Berkat upaya ini, terjadi peningkatan besar dalam kualitas udara di kota-kota seperti Beijing, di mana badai pasir, yang sering terjadi selama musim semi, telah berkurang sebesar 70% dalam dekade terakhir, menurut data resmi.
Peradaban Ramah Lingkungan: Melampaui Reboisasi
Selain manfaat langsung dari reboisasi, inisiatif ini Peradaban lingkungan mencakup mekanisme untuk mengurangi konsumsi air sebesar 23% dan konsumsi energi di a 15%. Pada saat yang sama, pengurangan Emisi CO2 per unit PDB dalam 18%, yang mengintegrasikan keberlanjutan di setiap sektor ekonomi.

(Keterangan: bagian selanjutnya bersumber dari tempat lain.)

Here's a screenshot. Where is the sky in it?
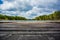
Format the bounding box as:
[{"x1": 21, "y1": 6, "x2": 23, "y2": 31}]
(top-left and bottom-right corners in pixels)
[{"x1": 0, "y1": 0, "x2": 60, "y2": 19}]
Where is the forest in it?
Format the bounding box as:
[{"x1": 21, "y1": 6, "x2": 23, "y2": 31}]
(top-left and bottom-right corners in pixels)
[
  {"x1": 35, "y1": 11, "x2": 60, "y2": 20},
  {"x1": 0, "y1": 11, "x2": 60, "y2": 20}
]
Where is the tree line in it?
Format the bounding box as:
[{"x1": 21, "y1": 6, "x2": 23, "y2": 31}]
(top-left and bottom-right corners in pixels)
[
  {"x1": 0, "y1": 11, "x2": 60, "y2": 20},
  {"x1": 35, "y1": 11, "x2": 60, "y2": 20},
  {"x1": 0, "y1": 14, "x2": 26, "y2": 20}
]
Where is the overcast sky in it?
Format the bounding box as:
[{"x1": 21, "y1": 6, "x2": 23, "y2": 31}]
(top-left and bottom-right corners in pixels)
[{"x1": 0, "y1": 0, "x2": 60, "y2": 18}]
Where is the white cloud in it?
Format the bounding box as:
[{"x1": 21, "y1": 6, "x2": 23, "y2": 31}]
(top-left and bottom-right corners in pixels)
[{"x1": 0, "y1": 0, "x2": 57, "y2": 18}]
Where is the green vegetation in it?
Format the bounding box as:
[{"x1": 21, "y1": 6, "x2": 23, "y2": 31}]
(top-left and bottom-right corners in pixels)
[
  {"x1": 0, "y1": 14, "x2": 26, "y2": 20},
  {"x1": 35, "y1": 11, "x2": 60, "y2": 20},
  {"x1": 0, "y1": 11, "x2": 60, "y2": 20}
]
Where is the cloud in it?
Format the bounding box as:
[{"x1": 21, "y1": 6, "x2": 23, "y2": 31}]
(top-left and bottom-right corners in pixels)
[{"x1": 0, "y1": 0, "x2": 60, "y2": 18}]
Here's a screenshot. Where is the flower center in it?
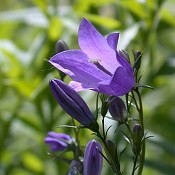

Proyek ini juga berupaya untuk mempromosikan penggunaan energi terbarukan. Pada tahun 2020, Tiongkok diproyeksikan telah mencapai persentase yang cukup besar energi dari sumber non-fosil, seperti energi surya dan angin, yang melengkapi upaya keberlanjutan kehutanan.
Terkait mitigasi perubahan iklim, perubahan ini penting untuk memenuhi komitmen internasional negara tersebut, termasuk komitmen yang ditetapkan dalam perjanjian Perjanjian Paris.
Akhirnya, rencananya Peradaban Ekosistem Tiongkok Hal ini juga menginspirasi negara-negara lain untuk memikirkan kembali strategi pembangunan ramah lingkungan mereka. Faktanya, pengalaman Tiongkok telah mendorong penerapan proyek serupa di belahan dunia lain, seperti upaya reboisasi di Afrika melalui Tembok Hijau Besar.
Keberhasilan program-program ini menunjukkan bagaimana negara-negara besar dapat menyesuaikan model pembangunannya agar hidup berdampingan secara harmonis dengan lingkungan, menunjukkan bahwa ekonomi hijau tidak hanya mungkin dilakukan, namun juga menguntungkan, sekaligus memberikan warisan berkelanjutan bagi generasi mendatang.